# Python Fundamentals - Minimal Viable Python


### Steve Goodman, July 2019

The objective of these sessions is to advance your Python knowledge beyond the very basics of "hello world", with a particular focus on data analysis.
This is part 1 of 2, and in this part we will walk through some key, fundamental Python constructs that will lead into Part 2 when will tour the main data analysis libraries. 

It is not a complete introduction to the language - there are hundreds of resources out there that will teach you the very basics at your own pace - but a curated list of concepts I think you need to learn in order to perform data analysis effectively in Python. 


We are going to cover 1) Built-in Data Structures 2) Iteration 3) Functions 4) Numpy 5) Classes (optional)

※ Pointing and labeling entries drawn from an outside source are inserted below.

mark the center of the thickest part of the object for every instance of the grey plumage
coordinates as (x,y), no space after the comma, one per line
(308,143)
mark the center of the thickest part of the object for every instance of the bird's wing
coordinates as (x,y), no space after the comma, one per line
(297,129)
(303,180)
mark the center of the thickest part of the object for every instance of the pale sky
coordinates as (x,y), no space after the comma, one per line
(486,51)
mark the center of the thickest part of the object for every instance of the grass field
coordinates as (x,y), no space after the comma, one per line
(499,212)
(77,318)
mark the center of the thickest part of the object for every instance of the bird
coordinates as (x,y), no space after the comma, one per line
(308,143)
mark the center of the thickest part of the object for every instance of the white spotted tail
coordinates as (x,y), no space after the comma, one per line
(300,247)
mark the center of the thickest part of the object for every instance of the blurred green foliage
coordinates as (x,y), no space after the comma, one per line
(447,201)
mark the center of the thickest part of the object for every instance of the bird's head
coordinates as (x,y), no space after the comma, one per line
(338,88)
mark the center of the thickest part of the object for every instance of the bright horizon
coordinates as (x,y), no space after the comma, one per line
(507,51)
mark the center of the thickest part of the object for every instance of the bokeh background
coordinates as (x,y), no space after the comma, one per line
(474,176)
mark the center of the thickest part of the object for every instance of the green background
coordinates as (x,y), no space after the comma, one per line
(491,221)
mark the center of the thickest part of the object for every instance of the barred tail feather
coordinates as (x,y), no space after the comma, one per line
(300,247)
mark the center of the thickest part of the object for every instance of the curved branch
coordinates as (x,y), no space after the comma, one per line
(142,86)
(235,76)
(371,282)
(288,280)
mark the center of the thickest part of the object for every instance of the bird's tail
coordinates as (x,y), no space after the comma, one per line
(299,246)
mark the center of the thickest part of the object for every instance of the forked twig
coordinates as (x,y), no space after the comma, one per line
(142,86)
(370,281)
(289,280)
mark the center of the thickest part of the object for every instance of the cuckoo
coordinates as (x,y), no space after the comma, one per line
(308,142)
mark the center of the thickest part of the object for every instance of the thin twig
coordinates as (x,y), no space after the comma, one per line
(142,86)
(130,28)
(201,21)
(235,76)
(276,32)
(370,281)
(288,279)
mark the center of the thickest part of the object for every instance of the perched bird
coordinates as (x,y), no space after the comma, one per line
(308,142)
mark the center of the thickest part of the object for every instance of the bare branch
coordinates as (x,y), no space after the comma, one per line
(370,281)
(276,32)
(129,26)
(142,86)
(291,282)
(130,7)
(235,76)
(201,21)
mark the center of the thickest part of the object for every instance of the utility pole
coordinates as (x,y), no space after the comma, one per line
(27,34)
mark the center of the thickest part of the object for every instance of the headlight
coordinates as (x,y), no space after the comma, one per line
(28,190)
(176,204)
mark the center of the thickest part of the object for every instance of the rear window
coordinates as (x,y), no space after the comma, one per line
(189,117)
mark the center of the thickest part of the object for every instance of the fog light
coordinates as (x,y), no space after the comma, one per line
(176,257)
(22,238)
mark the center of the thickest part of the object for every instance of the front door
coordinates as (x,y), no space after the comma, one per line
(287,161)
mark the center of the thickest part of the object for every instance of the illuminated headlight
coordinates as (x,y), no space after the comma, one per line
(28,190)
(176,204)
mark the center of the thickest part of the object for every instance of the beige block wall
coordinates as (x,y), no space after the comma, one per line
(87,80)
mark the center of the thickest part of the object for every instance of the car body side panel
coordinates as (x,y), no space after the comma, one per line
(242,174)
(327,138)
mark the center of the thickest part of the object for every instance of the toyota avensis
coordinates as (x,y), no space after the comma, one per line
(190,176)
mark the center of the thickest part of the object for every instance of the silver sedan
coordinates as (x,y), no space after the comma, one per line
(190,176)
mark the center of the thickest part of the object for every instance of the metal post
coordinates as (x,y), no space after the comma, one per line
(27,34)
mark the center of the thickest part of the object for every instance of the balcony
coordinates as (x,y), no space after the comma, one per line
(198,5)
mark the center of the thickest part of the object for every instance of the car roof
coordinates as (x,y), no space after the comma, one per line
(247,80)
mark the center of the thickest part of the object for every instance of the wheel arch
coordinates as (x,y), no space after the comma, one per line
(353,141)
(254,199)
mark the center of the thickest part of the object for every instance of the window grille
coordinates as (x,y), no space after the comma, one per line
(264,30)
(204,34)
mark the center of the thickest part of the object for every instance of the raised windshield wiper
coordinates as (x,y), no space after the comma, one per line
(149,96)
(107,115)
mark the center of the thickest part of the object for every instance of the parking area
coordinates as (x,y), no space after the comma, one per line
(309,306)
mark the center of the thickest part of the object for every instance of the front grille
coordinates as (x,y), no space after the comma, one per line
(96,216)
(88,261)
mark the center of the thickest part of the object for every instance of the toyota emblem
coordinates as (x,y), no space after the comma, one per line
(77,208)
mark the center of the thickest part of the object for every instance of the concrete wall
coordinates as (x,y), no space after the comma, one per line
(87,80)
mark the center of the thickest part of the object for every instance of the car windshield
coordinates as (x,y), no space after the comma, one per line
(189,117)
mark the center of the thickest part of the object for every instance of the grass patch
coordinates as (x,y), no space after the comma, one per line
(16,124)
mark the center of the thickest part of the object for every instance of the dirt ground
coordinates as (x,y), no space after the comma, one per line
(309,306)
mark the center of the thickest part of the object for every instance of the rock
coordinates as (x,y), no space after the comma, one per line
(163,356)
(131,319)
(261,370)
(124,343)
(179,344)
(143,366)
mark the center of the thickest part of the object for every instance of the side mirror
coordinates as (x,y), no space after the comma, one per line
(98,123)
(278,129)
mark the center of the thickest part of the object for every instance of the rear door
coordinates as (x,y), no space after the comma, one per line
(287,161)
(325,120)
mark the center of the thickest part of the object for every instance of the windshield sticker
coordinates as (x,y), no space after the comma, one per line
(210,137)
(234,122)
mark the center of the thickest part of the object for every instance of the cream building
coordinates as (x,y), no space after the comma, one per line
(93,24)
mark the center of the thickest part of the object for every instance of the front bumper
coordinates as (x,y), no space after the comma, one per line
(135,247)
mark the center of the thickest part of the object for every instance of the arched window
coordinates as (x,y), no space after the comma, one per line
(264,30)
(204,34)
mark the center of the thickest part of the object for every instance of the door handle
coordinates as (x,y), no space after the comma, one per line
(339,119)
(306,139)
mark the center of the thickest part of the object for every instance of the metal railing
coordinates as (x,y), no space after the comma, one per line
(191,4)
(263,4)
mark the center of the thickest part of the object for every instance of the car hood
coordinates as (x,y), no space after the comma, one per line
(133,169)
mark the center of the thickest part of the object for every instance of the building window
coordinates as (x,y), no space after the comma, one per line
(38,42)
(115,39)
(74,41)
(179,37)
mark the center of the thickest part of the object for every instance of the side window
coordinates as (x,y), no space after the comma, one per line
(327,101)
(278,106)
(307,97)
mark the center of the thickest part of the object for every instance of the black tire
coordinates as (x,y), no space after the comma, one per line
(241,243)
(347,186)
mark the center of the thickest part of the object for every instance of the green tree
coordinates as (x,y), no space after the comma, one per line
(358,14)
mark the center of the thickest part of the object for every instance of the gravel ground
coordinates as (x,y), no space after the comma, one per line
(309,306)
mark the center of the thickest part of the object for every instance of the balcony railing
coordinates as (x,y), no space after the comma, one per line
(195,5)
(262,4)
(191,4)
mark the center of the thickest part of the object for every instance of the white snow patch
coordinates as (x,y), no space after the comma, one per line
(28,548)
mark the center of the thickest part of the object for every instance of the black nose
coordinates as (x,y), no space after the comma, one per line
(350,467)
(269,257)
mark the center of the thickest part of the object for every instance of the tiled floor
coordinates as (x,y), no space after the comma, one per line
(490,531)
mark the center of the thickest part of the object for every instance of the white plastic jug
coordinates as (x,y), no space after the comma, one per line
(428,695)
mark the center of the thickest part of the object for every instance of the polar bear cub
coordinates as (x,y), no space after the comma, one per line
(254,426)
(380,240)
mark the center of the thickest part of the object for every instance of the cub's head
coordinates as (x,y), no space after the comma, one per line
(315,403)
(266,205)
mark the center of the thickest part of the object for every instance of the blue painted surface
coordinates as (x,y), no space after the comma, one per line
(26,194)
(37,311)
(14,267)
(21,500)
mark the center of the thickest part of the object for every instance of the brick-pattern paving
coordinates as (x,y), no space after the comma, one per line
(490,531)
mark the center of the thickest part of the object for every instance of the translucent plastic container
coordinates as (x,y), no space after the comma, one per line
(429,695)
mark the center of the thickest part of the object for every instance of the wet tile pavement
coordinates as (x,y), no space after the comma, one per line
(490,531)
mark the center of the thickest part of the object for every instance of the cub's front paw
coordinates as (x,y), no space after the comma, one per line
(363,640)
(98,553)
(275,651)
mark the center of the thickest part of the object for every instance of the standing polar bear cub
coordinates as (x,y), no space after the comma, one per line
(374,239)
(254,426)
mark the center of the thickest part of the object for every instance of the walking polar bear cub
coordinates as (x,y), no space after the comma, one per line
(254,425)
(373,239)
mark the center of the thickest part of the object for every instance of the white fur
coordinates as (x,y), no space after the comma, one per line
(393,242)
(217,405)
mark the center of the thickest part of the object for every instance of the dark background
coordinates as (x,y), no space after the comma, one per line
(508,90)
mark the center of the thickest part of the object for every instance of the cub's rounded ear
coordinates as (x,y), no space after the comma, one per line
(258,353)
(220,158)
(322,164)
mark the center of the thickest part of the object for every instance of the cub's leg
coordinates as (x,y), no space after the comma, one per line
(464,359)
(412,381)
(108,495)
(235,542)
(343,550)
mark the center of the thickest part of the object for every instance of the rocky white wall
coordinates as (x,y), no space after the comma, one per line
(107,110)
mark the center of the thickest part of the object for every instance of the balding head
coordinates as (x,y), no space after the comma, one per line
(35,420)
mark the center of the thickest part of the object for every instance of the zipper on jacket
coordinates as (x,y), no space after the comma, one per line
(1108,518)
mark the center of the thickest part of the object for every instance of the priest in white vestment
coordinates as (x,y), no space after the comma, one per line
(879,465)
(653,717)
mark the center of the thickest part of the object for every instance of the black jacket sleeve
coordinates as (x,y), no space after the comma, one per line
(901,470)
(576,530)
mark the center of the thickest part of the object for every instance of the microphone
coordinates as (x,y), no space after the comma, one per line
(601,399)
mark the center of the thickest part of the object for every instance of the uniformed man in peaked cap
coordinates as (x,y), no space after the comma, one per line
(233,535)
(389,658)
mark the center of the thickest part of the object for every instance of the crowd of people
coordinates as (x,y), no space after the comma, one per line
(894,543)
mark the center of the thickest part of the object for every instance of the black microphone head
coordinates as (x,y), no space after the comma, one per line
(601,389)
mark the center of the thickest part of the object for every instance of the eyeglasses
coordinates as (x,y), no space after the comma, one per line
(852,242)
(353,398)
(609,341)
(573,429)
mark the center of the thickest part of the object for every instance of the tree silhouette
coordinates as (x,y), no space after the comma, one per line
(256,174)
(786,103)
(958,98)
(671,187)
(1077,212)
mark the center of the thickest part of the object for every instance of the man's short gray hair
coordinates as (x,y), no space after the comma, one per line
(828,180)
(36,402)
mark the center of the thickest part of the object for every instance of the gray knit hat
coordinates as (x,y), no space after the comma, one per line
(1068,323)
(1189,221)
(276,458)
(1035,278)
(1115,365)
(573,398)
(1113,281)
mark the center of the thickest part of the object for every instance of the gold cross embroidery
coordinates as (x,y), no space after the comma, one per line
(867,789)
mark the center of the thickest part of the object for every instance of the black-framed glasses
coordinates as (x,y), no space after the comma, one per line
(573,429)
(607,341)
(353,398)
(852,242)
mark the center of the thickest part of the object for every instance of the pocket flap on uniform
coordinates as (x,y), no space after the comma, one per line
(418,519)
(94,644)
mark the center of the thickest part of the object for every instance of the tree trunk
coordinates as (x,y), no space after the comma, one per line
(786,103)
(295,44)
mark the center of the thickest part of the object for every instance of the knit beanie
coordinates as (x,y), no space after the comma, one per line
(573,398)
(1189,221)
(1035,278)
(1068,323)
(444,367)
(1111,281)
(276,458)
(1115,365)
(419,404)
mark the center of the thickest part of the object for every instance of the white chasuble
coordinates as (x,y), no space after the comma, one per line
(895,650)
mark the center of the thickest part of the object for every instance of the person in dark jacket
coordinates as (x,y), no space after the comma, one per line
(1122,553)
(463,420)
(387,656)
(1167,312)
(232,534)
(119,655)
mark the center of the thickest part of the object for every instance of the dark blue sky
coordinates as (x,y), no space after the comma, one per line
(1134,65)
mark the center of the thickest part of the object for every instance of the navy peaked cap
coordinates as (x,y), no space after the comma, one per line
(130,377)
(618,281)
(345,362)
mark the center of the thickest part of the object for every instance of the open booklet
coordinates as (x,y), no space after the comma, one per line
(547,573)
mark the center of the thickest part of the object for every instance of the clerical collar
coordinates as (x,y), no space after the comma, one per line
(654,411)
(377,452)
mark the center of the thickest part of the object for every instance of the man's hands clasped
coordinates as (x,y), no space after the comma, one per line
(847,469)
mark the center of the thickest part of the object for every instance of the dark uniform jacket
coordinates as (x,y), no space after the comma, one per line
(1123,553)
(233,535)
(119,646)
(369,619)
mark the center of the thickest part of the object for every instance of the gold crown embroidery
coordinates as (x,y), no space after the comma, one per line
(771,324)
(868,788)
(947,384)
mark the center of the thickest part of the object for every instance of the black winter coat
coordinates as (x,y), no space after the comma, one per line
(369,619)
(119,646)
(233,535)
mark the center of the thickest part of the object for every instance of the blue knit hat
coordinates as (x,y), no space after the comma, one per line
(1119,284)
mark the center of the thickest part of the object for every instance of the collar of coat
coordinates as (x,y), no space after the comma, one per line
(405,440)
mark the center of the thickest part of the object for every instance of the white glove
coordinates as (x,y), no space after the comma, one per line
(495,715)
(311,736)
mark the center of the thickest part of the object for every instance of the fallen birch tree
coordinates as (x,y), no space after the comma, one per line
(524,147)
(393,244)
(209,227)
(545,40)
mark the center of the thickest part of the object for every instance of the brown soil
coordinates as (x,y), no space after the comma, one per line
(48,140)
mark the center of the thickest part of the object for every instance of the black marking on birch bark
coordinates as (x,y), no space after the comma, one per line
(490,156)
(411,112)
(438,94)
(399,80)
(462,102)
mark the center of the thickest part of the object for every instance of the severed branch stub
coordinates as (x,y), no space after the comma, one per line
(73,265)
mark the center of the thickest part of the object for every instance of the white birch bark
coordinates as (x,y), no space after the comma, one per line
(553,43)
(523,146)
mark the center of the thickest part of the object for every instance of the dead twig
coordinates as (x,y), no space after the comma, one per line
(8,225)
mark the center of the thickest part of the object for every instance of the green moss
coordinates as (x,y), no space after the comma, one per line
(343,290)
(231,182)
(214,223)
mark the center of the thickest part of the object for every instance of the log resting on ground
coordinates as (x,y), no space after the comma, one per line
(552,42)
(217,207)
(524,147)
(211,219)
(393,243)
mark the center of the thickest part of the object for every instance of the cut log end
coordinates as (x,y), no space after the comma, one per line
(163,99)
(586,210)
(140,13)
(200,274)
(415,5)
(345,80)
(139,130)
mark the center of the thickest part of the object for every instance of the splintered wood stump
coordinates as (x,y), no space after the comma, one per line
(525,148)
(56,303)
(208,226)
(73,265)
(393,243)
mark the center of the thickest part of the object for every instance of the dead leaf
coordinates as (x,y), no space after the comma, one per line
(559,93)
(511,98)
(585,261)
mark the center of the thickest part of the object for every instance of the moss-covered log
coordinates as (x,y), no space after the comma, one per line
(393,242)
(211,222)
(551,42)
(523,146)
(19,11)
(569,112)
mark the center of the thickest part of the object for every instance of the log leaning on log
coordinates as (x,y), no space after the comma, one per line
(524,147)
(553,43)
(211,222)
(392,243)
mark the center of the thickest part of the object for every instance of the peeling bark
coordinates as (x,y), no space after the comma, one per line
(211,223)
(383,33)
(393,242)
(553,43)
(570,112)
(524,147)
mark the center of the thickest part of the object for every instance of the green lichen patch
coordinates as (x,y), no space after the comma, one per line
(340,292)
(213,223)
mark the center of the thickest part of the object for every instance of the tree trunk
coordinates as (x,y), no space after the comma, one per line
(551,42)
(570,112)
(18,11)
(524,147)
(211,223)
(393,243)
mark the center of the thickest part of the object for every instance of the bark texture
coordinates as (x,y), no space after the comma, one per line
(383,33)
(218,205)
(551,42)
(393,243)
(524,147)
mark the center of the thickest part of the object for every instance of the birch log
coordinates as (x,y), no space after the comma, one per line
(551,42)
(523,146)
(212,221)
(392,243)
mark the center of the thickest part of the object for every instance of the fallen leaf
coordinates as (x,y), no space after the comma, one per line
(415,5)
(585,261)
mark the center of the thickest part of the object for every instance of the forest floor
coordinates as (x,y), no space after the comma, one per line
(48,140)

# 0. Preliminaries - Jupyter notebooks

Before that, a few words about Jupyer notebooks. These are Jupyter-specific convenience functions that e.g. let you interact with the operating system. Some of these commands will be slightly different on MS Windows

In [None]:
%magic list

In [None]:
%ls # %dir on Windows

In [None]:
%pwd

In [None]:
#or  you could use this os library instead - works anywhere not just on Jupyter
import os
os.getcwd()

In [None]:
help(os.getcwd)

In [None]:
os.getcwd?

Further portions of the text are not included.